Questa la lista: Laura Cavallini, volto storico dell’ala “dura” di Sinistra Italiana a San Miniato; Sergio Bontempelli, altro pezzo importante della politica sociale a Pisa sul fronte delle politiche di integrazione e presidente dell’associazione Africa Insieme; Claudia Gazineo, di Tirrenia, giornalista impegnata nel settore dell’editoria e attivista ambientale; Giovanni Bruno, insegnante di Filosofia nelle scuole superiori pisane, sindacalista dei COBAS e storico esponente di Rifondazione Comunista; Carlotta Palagi, studentessa universitaria massese da tempo residente a Pisa, impegnata nel movimento ecologista Fridays For Future, che con i suoi 21 anni sarà una delle più giovani candidate alla regione; Luigi Gariano, pontederese, noto attivista per i diritti dei disabili per il movimento per la “Rivoluzione Umana”, già balzato alle cronache per l’occupazione prolungata, alcune settimane fa, della sala Pegaso del palazzo di Presidenza della Regione Toscana per sensibilizzare le istituzioni sul tema del sostegno al fondo per la “vita indipendente” dei portatori di handicap. Una battaglia che ha visto anche l’inaspettato sostegno morale del leader grillino Beppe Grillo. Chiudono la lista Vangieri Daniella Dominica, Rifondazione Comunista, operatrice sociale nell’ambito della sanità pubblica e della salute mentale e Mauro Stampacchia, già professore alla facoltà di Scienze Politiche dell’Università di Pisa, esponente di spicco di Sinistra Italiana Pisa.

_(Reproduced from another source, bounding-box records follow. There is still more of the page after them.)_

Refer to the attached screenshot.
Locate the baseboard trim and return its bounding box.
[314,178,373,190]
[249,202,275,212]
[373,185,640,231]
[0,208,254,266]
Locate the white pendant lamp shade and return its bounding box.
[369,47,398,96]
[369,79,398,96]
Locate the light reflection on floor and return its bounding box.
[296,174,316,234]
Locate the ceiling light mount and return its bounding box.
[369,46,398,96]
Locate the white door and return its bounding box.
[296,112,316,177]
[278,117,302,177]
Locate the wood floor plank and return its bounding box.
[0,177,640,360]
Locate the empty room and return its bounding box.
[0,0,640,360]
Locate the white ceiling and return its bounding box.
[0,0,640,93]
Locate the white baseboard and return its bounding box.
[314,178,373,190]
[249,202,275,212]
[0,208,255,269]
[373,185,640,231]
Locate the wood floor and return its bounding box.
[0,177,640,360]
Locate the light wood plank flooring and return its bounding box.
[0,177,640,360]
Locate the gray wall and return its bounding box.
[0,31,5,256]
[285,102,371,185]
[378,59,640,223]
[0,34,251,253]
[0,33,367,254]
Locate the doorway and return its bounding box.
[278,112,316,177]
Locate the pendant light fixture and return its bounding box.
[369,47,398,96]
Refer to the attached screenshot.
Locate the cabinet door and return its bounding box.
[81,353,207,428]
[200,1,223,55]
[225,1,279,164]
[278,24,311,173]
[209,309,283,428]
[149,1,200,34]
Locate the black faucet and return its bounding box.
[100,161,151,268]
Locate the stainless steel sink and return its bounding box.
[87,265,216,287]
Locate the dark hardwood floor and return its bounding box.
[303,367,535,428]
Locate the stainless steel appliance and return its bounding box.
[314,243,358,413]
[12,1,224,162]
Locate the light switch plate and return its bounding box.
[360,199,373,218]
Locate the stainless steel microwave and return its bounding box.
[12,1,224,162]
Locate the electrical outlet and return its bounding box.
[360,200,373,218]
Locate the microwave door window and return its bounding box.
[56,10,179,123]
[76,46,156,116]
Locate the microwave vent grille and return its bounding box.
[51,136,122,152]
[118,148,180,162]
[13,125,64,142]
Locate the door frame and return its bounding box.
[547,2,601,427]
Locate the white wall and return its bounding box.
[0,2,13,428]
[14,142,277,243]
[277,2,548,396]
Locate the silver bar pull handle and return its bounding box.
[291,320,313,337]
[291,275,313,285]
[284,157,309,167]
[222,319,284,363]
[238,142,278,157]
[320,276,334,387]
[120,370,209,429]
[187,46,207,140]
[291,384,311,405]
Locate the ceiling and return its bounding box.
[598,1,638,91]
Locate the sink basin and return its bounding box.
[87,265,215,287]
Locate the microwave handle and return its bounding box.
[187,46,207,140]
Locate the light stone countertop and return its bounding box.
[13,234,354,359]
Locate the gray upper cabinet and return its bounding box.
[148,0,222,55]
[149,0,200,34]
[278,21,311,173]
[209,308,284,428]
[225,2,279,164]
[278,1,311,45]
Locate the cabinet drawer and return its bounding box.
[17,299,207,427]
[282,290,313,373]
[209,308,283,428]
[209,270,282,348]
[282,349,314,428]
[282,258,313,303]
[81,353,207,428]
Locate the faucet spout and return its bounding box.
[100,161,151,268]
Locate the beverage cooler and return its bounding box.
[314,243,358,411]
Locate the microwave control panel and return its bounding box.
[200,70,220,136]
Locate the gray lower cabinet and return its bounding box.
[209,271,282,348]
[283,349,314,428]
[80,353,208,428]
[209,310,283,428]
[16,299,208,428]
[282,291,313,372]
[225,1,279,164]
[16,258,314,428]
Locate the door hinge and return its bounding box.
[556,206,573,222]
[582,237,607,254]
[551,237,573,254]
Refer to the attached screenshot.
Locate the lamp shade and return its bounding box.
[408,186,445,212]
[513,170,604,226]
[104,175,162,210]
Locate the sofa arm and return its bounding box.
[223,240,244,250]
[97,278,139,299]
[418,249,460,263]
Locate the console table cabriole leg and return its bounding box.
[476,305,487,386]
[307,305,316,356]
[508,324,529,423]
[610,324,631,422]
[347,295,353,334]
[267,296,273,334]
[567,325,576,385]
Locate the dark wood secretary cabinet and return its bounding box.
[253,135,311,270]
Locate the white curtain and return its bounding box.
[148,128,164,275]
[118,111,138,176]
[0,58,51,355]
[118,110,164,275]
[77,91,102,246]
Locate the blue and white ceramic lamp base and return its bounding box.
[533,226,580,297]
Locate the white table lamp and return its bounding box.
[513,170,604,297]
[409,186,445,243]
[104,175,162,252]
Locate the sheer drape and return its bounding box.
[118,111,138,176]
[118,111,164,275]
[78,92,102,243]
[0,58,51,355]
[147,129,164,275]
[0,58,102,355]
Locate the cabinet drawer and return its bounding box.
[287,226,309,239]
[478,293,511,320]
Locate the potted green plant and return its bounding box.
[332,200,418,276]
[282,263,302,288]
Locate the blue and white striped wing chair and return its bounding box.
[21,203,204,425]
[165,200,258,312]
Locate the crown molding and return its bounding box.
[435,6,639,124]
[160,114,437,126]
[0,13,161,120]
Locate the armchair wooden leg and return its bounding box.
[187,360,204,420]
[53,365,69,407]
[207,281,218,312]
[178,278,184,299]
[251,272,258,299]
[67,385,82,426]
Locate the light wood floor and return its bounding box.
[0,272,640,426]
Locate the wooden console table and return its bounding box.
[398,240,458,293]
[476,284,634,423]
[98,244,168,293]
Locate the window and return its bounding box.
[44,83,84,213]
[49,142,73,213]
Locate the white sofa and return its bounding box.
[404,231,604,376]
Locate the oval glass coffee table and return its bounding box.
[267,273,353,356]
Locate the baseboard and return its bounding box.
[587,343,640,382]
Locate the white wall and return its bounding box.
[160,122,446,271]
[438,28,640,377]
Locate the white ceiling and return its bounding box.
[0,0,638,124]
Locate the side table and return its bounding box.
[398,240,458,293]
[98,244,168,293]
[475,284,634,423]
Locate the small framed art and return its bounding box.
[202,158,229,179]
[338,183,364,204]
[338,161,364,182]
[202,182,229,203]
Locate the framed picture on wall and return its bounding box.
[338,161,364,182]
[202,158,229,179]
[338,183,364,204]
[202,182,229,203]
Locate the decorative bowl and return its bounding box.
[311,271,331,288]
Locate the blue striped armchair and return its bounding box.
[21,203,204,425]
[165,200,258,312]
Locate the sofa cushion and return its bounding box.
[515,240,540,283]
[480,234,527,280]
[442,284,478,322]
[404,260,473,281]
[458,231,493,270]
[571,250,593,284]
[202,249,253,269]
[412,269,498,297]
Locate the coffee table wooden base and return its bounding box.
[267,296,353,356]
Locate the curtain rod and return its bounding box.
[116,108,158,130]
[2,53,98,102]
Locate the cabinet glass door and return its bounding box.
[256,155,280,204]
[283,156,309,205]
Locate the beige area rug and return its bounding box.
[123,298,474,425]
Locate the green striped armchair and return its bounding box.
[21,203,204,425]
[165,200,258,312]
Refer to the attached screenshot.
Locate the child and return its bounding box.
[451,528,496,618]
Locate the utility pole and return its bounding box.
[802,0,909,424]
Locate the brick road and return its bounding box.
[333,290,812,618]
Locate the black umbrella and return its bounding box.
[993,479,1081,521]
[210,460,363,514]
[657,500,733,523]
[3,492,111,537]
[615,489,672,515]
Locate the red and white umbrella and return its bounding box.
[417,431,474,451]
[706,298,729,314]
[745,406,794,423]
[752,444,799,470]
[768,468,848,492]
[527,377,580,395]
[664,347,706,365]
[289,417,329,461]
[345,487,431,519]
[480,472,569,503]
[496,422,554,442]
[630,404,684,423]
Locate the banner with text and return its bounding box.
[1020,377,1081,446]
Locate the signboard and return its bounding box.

Un programma in cui la fanno da padrone le politiche sociali e la svolta ecologica. “In Toscana per anni abbiamo assistito ad un assottigliamento delle politiche di sostegno alle fasce deboli – continua Fattori. – Penso, ad esempio, alla necessità di un nuovo piano per le case popolari, orientato al riutilizzo e al risanamento degli edifici esistenti. Ma penso anche ad una sanità che in questi anni è stata progressivamente svenduta ai privati, a cominciare dalla specialistica e dalla diagnostica, o ad operazioni pagate con i nostri soldi, come quelli del caso Ericsson qui a Pisa, azienda che prendeva soldi pubblici mentre esternalizzava. Noi siamo qui per dare un taglio a tutto questo. E se Lega e Pd pensano di portare avanti una campagna elettorale senza contenuti, al grido di “o noi o loro”, polarizzando l’intera campagna elettorale, noi guardiamo a tutti quei cittadini toscani che disertano da troppo le urne. Quel 50% dell’elettorato che non c’è più, che si è rotto le scatole di queste politiche e di questo sistema completamente polarizzato fra centrodestra e centrosinistra creato artificialmente a suon di appelli al voto utile e leggi elettorali ad hoc”.